The Agatha Christie reread: The Hollow
Sunday, 6 July 2025 03:04 pm![[personal profile]](https://www.dreamwidth.org/img/silk/identity/user.png)
This is a spoiler-free post.
The Hollow was first published in 1946, during Agatha Christie’s Golden Age. It’s not one of her more well-known mysteries, which I always thought was a bit strange, because it’s my favourite Christie. On the surface the plot is typical for her: A murder in a stately home where several guests have gathered for the weekend. Hercule Poirot investigates. Personally I think this book is rather invisible because it belies a very common statement about Christie, that she only writes cardboard stock characters with no depths and complexity.

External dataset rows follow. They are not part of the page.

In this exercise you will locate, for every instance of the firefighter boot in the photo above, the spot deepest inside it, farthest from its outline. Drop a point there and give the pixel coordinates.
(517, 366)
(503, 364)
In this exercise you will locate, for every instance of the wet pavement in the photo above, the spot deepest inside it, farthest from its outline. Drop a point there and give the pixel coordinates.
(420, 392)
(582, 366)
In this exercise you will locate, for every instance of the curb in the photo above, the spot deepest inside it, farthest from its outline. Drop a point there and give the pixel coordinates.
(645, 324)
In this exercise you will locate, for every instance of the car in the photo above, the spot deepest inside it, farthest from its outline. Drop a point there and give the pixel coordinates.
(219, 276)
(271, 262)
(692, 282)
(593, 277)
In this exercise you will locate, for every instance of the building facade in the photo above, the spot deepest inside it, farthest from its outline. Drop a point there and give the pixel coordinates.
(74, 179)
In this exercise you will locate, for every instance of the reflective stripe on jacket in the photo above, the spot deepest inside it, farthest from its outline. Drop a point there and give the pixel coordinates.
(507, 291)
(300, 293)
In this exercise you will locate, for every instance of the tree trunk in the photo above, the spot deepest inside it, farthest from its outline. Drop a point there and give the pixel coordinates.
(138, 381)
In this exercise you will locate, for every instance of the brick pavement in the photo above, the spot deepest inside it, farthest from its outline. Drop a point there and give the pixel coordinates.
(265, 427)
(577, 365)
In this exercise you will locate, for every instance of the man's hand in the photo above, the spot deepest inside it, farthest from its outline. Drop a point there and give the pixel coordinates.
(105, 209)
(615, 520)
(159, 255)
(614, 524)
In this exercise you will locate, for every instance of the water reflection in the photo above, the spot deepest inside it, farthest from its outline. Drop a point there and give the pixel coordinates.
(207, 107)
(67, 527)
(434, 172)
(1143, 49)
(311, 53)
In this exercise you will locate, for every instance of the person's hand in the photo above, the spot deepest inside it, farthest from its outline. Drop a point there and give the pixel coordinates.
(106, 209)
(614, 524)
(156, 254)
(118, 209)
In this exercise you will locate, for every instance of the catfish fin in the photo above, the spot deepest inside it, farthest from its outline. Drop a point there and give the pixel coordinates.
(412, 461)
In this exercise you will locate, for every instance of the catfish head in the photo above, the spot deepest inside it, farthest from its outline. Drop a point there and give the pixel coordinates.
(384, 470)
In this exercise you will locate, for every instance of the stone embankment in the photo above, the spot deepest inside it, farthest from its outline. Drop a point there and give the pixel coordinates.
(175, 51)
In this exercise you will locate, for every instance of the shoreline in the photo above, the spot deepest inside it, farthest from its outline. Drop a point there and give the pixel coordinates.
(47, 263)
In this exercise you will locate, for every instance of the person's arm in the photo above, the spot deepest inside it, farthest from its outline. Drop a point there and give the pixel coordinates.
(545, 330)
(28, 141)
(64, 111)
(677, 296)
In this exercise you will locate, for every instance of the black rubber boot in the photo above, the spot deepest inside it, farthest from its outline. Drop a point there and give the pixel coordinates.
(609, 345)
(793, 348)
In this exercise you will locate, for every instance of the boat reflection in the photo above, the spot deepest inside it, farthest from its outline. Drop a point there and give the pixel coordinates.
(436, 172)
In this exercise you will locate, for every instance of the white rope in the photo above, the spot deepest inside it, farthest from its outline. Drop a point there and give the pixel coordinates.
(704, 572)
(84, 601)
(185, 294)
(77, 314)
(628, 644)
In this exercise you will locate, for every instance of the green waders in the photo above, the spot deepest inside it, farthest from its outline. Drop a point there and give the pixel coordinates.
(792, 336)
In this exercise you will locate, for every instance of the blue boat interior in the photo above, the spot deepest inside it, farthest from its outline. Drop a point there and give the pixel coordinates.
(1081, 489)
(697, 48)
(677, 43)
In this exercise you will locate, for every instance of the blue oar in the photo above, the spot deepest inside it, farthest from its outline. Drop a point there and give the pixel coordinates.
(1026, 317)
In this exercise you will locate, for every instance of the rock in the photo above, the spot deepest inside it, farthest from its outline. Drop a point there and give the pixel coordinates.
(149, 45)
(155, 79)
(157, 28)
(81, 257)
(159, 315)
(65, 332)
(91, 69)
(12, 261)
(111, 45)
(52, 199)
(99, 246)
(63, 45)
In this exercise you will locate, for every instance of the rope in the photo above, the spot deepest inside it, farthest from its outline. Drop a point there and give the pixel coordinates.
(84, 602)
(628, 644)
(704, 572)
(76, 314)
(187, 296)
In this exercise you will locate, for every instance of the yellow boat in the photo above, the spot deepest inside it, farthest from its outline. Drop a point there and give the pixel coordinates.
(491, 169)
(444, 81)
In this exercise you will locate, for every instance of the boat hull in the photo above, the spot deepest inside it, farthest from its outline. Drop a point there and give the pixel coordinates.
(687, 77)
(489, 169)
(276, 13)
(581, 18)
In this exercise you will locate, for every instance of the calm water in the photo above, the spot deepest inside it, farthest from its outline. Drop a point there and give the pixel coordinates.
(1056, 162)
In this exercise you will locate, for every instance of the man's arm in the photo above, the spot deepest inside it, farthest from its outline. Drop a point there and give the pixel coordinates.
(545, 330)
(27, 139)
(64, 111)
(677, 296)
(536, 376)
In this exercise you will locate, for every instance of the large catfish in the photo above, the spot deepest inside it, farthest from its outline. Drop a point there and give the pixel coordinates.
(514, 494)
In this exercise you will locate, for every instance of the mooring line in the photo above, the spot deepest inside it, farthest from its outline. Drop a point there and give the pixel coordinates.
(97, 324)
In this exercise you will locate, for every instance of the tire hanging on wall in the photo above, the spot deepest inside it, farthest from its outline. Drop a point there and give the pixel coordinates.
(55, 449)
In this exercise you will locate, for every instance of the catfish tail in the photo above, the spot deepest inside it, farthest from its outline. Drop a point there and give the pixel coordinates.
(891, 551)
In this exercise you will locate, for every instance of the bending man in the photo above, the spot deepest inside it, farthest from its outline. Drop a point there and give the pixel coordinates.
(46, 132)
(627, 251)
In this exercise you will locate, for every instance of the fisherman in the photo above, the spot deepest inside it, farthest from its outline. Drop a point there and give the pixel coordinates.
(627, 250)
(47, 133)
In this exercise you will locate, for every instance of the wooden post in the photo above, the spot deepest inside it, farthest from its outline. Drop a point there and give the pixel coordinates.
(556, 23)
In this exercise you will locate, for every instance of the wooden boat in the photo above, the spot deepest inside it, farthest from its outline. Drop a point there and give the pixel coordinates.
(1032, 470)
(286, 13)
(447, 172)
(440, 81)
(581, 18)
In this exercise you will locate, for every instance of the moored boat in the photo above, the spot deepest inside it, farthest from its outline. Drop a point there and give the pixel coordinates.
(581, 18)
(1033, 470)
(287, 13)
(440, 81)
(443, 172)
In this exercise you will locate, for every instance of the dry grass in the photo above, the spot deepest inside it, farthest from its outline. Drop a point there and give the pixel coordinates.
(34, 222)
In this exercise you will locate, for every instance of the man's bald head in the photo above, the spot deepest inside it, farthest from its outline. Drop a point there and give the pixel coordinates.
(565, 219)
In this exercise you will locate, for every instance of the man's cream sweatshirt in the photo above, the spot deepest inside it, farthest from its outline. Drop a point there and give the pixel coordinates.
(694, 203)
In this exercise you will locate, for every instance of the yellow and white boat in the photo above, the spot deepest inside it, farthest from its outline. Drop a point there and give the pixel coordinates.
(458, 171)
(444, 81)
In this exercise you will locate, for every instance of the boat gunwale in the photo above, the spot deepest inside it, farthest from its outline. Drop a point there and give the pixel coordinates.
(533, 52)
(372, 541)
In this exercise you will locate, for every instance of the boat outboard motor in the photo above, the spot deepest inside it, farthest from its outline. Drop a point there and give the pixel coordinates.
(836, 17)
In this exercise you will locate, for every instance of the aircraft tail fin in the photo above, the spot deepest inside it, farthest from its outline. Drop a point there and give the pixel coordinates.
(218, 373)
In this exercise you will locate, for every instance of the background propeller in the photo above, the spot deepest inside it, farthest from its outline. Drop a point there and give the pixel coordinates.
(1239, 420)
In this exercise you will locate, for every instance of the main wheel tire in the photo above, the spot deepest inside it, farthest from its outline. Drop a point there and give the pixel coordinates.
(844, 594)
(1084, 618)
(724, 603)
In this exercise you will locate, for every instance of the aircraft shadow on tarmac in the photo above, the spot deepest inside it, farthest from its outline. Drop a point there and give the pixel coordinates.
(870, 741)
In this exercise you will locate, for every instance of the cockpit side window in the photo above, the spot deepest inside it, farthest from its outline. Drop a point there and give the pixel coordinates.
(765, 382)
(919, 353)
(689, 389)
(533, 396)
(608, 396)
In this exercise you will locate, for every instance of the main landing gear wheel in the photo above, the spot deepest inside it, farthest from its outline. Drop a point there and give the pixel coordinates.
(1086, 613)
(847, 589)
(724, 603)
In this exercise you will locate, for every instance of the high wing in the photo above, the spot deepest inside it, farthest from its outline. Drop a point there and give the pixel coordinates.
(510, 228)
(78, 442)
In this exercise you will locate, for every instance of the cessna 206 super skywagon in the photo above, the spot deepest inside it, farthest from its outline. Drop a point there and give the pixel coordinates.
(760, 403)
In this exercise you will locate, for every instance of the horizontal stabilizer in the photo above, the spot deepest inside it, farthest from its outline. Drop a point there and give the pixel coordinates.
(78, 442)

In The Hollow we have plenty of complex characters and I would say the main theme in the book is obsession. Obsessive love, obsession for science, the artist's obsession towards their work, and so on. If you wanted a stock Christie, you may be disappointed. There is also the fact that even if this is a Poirot novel, he doesn’t enter until halfway, and he is actually not the first to figure out who the murderer is. In fact I’ve always felt this book may have been better liked if there had been no Poirot in it at all. Checking the publishing order, this was the first Poirot since 1942, and Christie had written five books in between. I wonder if the publisher put pressure on her to include Poirot in this one… You also get the POV from more characters than usual. I have never read any of Christie's Mary Westmacott novels, but I’ve read that The Hollow is more like them in writing style.